What Is Workflow Mining (Process Mining)?
Quick Answer: Workflow mining (also called process mining) is the analysis of event log data from IT systems to automatically discover, monitor, and optimize business processes. It creates visual process maps from actual system behavior rather than assumed workflows, revealing bottlenecks, deviations, and automation opportunities. Key tools include Celonis (30-35% market share), UiPath Process Mining, and Microsoft Minit.
Definition
Workflow mining (also called process mining) is the analysis of event log data from IT systems to automatically discover, monitor, and optimize business processes. Rather than relying on interviews, workshops, or documentation to understand how work flows through an organization, workflow mining reconstructs the actual process from system data, revealing how tasks are performed in practice rather than how they are assumed to be performed.
The discipline was formalized by Wil van der Aalst at Eindhoven University of Technology in the early 2000s. It combines data mining techniques with process modeling to extract process maps directly from event logs generated by ERP systems, CRM platforms, ticketing systems, and other business software.

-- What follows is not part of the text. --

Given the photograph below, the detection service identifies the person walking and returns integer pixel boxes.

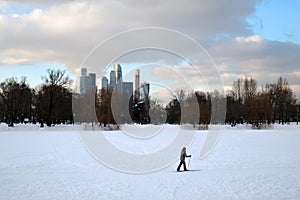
[177,147,192,172]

Three Types of Process Mining
- Discovery: Automatically generating a process model from event log data without any prior process documentation. The algorithm analyzes timestamps, activity names, and case identifiers to reconstruct the actual flow of work, including all variations, loops, and exceptions.

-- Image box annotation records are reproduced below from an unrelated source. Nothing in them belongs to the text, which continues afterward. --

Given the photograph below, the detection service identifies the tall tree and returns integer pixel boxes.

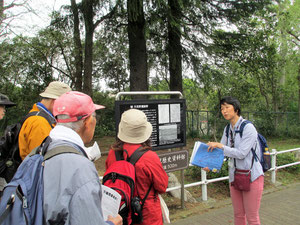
[168,0,182,96]
[127,0,148,98]
[71,0,83,91]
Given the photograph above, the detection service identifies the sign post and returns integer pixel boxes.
[115,91,189,208]
[158,150,189,209]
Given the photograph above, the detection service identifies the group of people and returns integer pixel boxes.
[0,81,264,225]
[0,81,168,225]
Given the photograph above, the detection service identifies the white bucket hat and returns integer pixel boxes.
[118,109,152,144]
[40,81,71,99]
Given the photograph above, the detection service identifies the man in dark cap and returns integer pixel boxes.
[0,93,16,120]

- Conformance checking: Comparing the discovered process model against an intended or documented process to identify deviations. This reveals where employees bypass prescribed steps, where process bottlenecks force workarounds, and where the documented process does not match reality.
- Enhancement: Using event log data to improve an existing process model. Enhancement adds performance data (cycle times, wait times, throughput) to the process map, enabling data-driven optimization of specific process steps.
How Workflow Mining Works
Workflow mining requires event log data with three minimum fields per event:
- Case ID: A unique identifier for each process instance (e.g., order number, ticket ID, invoice number).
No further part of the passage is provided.